Ce faisant, il entend tirer argument de ce que, en l’absence de réponse faite sur injonction du juge de la mise en état, aucune déclaration de créance n’aurait été faite par la SAS [10] au passif de la société [9], alors que l’entier passif du Groupe [6] aurait été payé par la cession des actifs.
Bien qu’il reconnaisse avoir commis une erreur, il soutient que le lien de causalité nécessaire au succès de l’action en responsabilité ferait défaut : la perte de chance qui serait invoquée par la SAS [10] n’aurait de lien qu’avec l’absence de déclaration de créance.
Il expose, surabondamment, que si ses erreurs ont pu entraîner l’absence de prix de vente dans la comptabilité de la SAS [10], un temps, le recouvrement de ces sommes n’aurait pas été problématique si ce n’est à cause du défaut de déclaration de créance. Aussi, les actes des notaires n’auraient pas de lien de causalité avec l’absence de recouvrement actuel de la créance de [10].
Conformément aux termes de l’article 455 du code de procédure civile, il sera renvoyé aux écritures des parties pour le surplus des moyens développés au soutien de leurs prétentions.

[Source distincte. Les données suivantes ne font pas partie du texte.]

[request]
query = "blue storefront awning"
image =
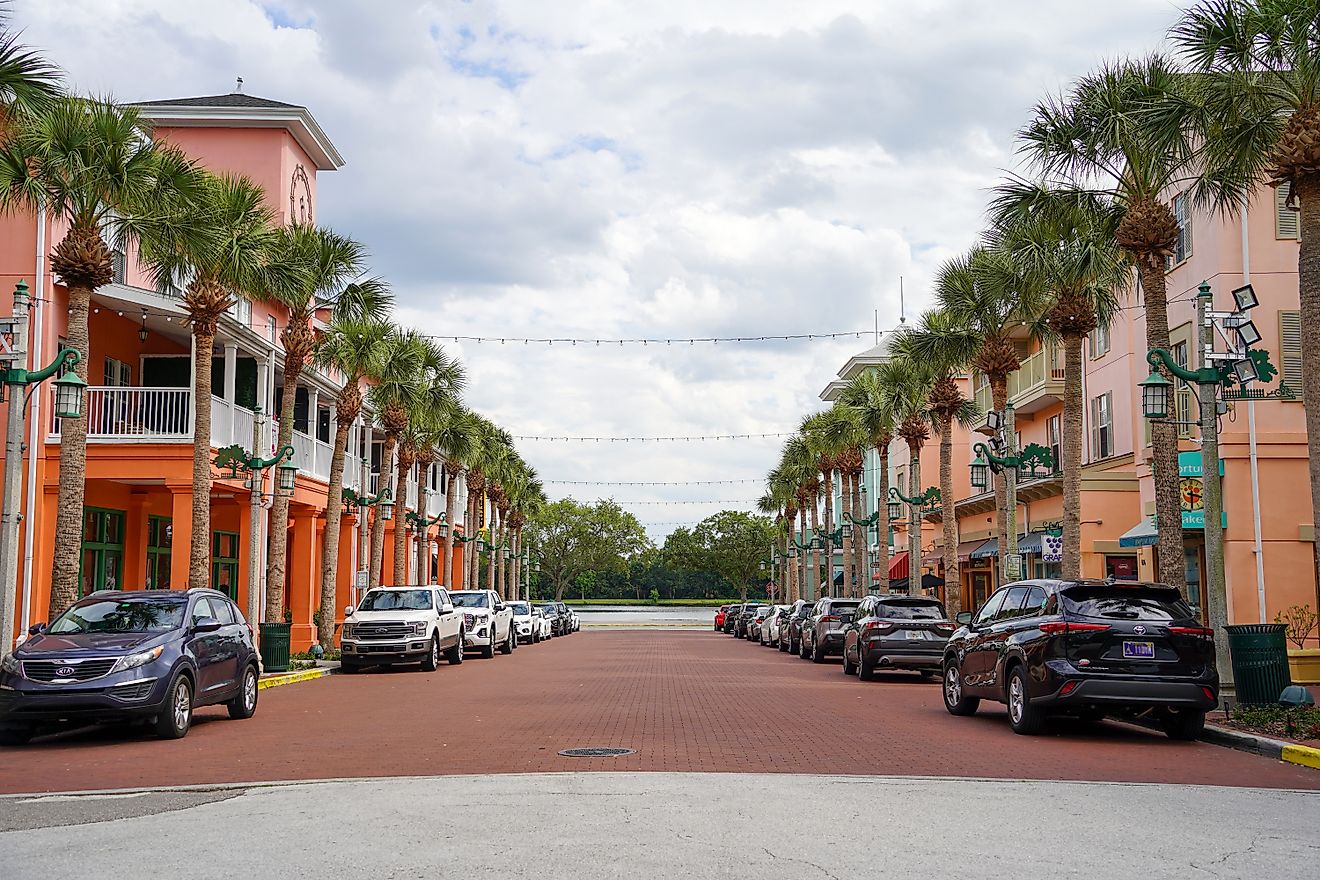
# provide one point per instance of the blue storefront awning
(1143, 534)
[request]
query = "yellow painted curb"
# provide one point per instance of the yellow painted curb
(291, 678)
(1303, 755)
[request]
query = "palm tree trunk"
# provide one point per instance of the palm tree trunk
(1168, 509)
(1071, 453)
(199, 544)
(882, 532)
(330, 546)
(73, 474)
(948, 520)
(1307, 188)
(450, 500)
(401, 519)
(378, 524)
(275, 564)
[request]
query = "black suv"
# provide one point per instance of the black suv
(1088, 648)
(896, 632)
(823, 632)
(131, 655)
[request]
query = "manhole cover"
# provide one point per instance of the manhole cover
(597, 752)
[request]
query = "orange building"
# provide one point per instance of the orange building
(139, 405)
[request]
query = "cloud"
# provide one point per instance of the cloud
(599, 169)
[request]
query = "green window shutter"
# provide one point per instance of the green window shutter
(1286, 220)
(1290, 351)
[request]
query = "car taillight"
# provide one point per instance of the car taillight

Par ordonnance en date du 11 mars 2024, la juge de la mise en état a prononcé la clôture de la procédure d’instruction et fixé l’affaire à l’audience de plaidoirie du 23 avril 2024. À cette date, l’affaire a été renvoyée à l’audience du 24 septembre 2024 pour plaidoirie in situ du Conseil de la SAS [10]. En son absence imprévue à l’audience du 24 septembre 2024, la cause a été retenue et les parties ont été informées que le jugement de l’affaire sera rendu le 26 novembre 2024 par mise à disposition au greffe.
La SAS [10] n’a pas daigné déposé de dossier de plaidoirie.
PAR CES MOTIFS
Le Tribunal, statuant publiquement, par jugement contradictoire et en premier ressort,
REJETTE la demande tardive de Maître [F] [W] visant à voir juger que Maître [O] doit justifier de sa qualité à agir, son mandat devant précédemment expirer depuis mars 2023 ;
CONDAMNE Maître [F] [W] à payer à la SAS [10] la somme de 675.000 (six cents soixante-quinze mille) euros à titre de dommages-intérêts délictuels ;
CONDAMNE Maître [F] [W] à payer à la SAS [10] la somme de 2.000 euros au titre de l’article 700 du code de procédure civile ;
REJETTE toute demande plus ample ou contraire ;
CONDAMNE Maître [F] [W] aux entiers dépens ;
RAPPELLE l’exécution provisoire de plein droit du présent jugement ;
Et le présent jugement a été signé par Brigitte LAGIERE, Présidente et Isabelle SOUNDRON, Greffière.